Employment for Syrians in Turkey a priority for SNC

Coalition wants to help highly-qualified refugees fill jobs that Turks do not want

Supporters of the Syrian opposition protest during a rally in Geneva on March 19th to commemorate the fifth year of the Syrian war. Photograph: Salvartore Di Nolfi/EPA

Supporters of the Syrian opposition protest during a rally in Geneva on March 19th to commemorate the fifth year of the Syrian war. Photograph: Salvartore Di Nolfi/EPA

 

The Syrian National Coalition (SNC), founded in mid-2011, has the backing of Turkey, Saudi Arabia, the US and Europe. All fund its largely successful diplomatic activities and generally unsuccessful political efforts to build an opposition presence on the ground in northern Syria.

Other useful projects are having a more difficult time raising funds.

On the diplomatic front, the Istanbul-based umbrella grouping of many disparate factions and individuals has secured for itself the position of the “main” opposition organisation standing against Syrian president Bashar al-Assad.

However, the SNC appears to be faltering as far as undertaking practical projects that could not only provide a vision for Syria’s present and future, but also for finding solutions for refugees currently dwelling in Turkey.

During the ongoing UN-brokered talks in Geneva, the delegation, composed of members of the SNC, armed groups and other opposition factions, is backed up by more than half a dozen foreign public relations personnel and Syrian support staff.

Among the support staff is Salah Fares, SNC projects co-ordinator, who tells The Irish Times that his initial function was to establish a think tank. He says his team had drawn up a “detailed plan” for managing the current and post-war situations in Syria.

“The US said it would give us a budget and we submitted a proposal,” Fares says. “After eight months, the US withdrew. So we have a project on paper and no budget.”

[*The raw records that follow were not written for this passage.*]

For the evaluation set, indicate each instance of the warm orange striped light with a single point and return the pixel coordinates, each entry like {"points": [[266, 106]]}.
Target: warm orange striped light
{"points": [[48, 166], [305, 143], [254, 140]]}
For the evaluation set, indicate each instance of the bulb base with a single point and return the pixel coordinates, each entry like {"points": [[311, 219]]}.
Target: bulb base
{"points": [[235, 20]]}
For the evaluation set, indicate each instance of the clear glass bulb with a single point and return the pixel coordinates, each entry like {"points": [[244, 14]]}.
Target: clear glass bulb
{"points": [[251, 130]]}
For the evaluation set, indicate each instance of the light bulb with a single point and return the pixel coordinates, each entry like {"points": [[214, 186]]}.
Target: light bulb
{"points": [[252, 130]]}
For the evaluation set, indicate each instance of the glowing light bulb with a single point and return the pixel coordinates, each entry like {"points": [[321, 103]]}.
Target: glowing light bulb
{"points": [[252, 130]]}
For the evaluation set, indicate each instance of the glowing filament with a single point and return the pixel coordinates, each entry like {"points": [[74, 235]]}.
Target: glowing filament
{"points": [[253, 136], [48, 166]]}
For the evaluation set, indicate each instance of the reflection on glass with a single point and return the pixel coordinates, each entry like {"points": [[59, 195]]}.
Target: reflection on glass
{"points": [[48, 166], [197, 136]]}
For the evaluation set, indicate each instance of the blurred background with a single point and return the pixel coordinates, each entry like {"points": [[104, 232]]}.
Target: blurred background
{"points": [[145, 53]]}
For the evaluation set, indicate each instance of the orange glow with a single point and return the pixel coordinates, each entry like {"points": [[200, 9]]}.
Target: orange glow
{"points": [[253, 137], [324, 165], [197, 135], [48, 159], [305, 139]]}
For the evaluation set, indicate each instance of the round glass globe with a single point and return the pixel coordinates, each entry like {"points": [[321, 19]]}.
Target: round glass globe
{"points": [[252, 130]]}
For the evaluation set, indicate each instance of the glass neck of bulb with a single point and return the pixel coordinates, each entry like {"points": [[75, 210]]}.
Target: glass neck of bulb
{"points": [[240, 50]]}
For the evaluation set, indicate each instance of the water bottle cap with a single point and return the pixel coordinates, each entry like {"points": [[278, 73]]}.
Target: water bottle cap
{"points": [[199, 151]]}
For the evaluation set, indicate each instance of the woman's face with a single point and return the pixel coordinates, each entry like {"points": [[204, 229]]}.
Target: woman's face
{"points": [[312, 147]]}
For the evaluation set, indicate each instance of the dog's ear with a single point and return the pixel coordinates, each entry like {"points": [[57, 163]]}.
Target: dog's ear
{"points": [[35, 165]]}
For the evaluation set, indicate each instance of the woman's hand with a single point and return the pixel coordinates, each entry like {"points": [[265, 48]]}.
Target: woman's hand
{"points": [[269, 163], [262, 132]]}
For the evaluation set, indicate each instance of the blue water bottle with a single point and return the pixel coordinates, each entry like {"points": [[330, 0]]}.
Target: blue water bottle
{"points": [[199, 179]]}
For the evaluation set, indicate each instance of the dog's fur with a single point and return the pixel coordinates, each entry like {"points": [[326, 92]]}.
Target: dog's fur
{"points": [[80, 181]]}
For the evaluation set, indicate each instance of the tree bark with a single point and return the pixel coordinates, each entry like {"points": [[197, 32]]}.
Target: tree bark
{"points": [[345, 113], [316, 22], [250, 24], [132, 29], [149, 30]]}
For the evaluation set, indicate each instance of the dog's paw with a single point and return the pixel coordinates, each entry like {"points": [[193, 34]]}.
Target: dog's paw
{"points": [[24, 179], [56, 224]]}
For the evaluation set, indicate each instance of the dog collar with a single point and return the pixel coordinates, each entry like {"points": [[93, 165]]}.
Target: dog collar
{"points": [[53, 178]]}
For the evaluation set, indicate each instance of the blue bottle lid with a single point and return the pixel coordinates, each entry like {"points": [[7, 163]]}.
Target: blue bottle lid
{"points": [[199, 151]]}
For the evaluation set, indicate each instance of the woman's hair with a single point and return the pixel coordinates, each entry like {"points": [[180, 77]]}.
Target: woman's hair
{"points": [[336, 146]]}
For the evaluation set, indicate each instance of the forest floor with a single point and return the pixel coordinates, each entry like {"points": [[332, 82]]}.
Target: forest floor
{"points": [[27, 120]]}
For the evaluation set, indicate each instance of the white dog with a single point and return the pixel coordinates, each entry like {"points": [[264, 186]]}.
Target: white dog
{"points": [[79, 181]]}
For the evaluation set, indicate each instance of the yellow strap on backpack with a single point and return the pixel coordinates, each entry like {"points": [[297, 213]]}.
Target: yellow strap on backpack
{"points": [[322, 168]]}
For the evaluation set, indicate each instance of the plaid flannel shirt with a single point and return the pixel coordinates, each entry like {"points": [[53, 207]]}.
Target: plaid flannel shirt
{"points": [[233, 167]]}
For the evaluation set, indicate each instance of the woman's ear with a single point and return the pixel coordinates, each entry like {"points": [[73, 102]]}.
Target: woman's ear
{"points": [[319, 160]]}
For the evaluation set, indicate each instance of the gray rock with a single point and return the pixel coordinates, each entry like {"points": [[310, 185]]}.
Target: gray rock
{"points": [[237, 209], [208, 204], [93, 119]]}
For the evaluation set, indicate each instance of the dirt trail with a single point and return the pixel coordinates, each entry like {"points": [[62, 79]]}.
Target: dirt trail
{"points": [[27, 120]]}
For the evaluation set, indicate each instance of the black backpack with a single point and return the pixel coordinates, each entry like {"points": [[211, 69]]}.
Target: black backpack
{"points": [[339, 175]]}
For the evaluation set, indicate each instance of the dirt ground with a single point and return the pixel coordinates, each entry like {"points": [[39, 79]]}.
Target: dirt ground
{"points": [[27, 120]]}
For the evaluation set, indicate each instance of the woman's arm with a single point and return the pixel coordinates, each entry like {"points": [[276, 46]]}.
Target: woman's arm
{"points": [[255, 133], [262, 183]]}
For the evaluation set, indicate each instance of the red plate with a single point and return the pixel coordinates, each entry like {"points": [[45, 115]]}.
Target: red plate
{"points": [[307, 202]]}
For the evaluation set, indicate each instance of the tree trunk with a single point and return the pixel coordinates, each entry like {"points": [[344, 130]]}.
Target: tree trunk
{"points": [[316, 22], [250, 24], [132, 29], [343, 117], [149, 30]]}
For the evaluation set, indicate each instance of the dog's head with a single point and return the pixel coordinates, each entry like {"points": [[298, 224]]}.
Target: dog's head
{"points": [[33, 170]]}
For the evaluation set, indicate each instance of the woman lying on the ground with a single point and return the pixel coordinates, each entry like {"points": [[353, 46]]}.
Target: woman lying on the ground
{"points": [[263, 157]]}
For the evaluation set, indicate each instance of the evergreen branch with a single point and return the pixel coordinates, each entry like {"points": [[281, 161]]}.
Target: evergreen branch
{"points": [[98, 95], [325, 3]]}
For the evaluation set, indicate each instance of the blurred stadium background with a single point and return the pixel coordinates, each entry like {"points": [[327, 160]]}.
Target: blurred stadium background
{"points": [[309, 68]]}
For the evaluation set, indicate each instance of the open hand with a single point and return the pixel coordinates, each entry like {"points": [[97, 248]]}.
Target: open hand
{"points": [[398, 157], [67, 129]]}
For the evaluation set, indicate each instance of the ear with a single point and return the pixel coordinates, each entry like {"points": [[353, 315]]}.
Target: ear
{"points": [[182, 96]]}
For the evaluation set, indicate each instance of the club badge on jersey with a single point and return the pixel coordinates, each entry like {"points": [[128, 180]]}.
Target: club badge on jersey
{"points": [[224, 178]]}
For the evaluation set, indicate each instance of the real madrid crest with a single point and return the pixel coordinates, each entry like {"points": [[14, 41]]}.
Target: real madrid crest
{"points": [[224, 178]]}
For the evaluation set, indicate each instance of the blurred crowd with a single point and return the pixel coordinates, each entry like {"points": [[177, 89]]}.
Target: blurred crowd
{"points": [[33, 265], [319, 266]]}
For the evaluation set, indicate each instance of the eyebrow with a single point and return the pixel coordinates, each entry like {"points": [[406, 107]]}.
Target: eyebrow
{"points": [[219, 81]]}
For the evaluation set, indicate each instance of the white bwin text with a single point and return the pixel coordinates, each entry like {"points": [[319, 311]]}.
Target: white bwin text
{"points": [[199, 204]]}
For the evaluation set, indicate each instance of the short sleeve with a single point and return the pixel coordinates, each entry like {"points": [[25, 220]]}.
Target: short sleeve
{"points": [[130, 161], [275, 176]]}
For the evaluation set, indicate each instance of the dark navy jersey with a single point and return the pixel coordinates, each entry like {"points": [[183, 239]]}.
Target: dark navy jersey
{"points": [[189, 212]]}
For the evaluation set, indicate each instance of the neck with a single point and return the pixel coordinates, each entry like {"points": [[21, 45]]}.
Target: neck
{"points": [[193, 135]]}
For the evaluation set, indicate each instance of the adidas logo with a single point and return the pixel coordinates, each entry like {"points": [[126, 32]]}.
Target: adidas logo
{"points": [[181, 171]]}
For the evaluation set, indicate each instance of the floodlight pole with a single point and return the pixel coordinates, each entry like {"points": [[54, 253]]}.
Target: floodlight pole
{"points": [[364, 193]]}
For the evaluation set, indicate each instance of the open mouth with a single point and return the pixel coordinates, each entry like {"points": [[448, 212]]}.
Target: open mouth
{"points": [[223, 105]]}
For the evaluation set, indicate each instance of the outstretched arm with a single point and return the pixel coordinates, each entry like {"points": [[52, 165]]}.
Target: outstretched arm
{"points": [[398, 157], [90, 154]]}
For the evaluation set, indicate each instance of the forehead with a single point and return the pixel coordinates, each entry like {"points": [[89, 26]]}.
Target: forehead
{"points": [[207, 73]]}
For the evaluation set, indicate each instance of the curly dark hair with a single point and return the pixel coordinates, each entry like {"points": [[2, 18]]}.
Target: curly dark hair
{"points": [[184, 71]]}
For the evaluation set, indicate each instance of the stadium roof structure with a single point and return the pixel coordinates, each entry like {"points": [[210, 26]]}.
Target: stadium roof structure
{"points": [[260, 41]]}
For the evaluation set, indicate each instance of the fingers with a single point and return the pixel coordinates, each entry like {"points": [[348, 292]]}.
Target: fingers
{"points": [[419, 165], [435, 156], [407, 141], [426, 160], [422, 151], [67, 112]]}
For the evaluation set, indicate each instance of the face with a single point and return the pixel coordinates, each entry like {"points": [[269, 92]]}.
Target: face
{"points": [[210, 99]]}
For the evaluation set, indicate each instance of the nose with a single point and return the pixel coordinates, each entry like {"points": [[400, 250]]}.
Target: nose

His second task is to launch an effort, in co-operation with Turkey, to find employment for Syrian refugees. In addition to putting these people to work, the goal is to help Syrians in Turkey prepare for returning home and contributing to reconstruction and reconciliation – once the war ends.

Syrian refugees who settle in Germany, Sweden and further afield could find it more difficult to repatriate, Fares predicts.

This effort would seem to be exactly what is needed to prevent Syrian refugees from boarding fragile rubber rafts and making the perilous journey across the Aegean to Greek islands. There they risk being sent back to Turkey unless their applications for asylum are accepted.

The endeavour involves organising Syrians in Istanbul, where the SNC is based, to find employment for them in jobs that Turkish citizens do not take or where there are shortages of personnel.

“We have doctors, engineers, pharmacists, lawyers, teachers and workers who have no employment in fields where Turkey needs both specialists and labourers,” Fares says.

Turkey, he adds, does not know how to deal with these Syrians, and the Syrians don’t know how to proceed with Turkey.

“We need some small effort to organise socially, to get money, and secure the okay to work in Turkey. We tried to appeal to the US and Holland for aid. We have 10 to 15 different projects for different sectors of society.”

Fares cites the need for psychological support of children traumatised by the war and life as refugees. They have to be put in contact with professionals who can help them.

Need work

“So far, only a small number of people have been put to work.”

Fares says the exiles lack a system for finding employment for countrymen and women in Turkey. When they lived in Syria, Syrians simply fitted into the al-Assad regime’s well-established system for education, health and employment.

Now that they are outside Syria, he says, they “do not know how to set up a system and procedures”.

Partisan competition and divisions within the SNC complicate and hamper the realisation of the second potentially important project, which could serve the interests of Syrian refugees, Turkey, and European countries seeking to reduce the numbers of Syrians seeking asylum.

“We must forget party projects and think of the Syrian project,” Fares says.